Well, here we go marching into the holiday season again and you know what the first sign is? Catalogues. Many, many catalogues and all of them wanting you to buy, buy, buy.
Now don’t get me wrong, I love catalogues. When I get a new Lands’ End or L.L. Bean, I’m all over it. Or if I get one from Collections or Favorites or Figi’s, I’ll probably be ordering, but some of the catalogues offer me impossible things they think of as treasures.
A few weeks ago, I got a catalogue offering me beautiful and comfortable lingerie. I opened it in great anticipation only to find garments with compartments that helped if you were incontinent, and socks to stimulate your circulation, and even undershirts with built-in back support. True, you could get them in a variety of colors — pink, white, and even beige — and although I had no doubt they were comfortable, beautiful they were not.
Another interesting catalogue I received showed candies in different shapes for the upcoming festivities. You could get chocolate turkeys; when you bite off the neck, a stream of caramel oozes out. And you could get marshmallow pumpkins (if they get too hard, there are directions for “reviving the softness”). But I think my favorite on these pages were the licorice black cats, complete with Red Hots for eyes, and whiskers of “eatable threads.” Mmm. Love those eatable threads.

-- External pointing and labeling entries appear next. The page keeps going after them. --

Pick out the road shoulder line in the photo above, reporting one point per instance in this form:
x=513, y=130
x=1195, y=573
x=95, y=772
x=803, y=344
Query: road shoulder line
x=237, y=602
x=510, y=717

I said before I love catalogues and they do have their important uses. Where else could you go to buy that necessary “pile of dog poop” to surprise your friends with, or that “fake wig and beard” so you could go to the party incognito, or the whoopie cushion with which to entertain your relatives? Or — drum roll here — where would you go to purchase candles shaped like a latte that smells like peppermint or mocha or gingerbread? Important stuff for holiday celebrating.
I think my favorite pages of these for-sale articles are the ones that advertise shoes. I have often thought my ideal job would be to work in a shoe store and instead of being paid I would have to take my salary home in the form of merchandise.
I already have a closet full of shoes and since they don’t seem to wear out I have some that are more than 30 years old and still in good repair (and, I’m happy to say, are coming back into style.)
I have a pair of black satin 5-inch high heels with copper and black sequins on the pointy toes that I will probably never wear again (for fear of falling off), but I can’t just throw them away or even give them to anyone, can I? I also have some pool shoes made of wood that I have to keep (for some reason.) These are also 5-inch heels, sling back, hob nails holding a piece of leather across the toes. Yes, these treasures are in a box and yes I can find them, but I can’t help wanting to see all the latest offerings.
After writing this, I realize that I really do love catalogues for more than one reason. Of course, there is the obvious one, but these holiday decorated slick pages also take me back to happy holiday times when I was young. Although I remember them as hectic, they were wonderful.
So I guess catalogues do serve more than one purpose besides their entertaining aspect — by offering gift suggestions and nostalgic memories. And as Martha says, ‘That’s a good thing.”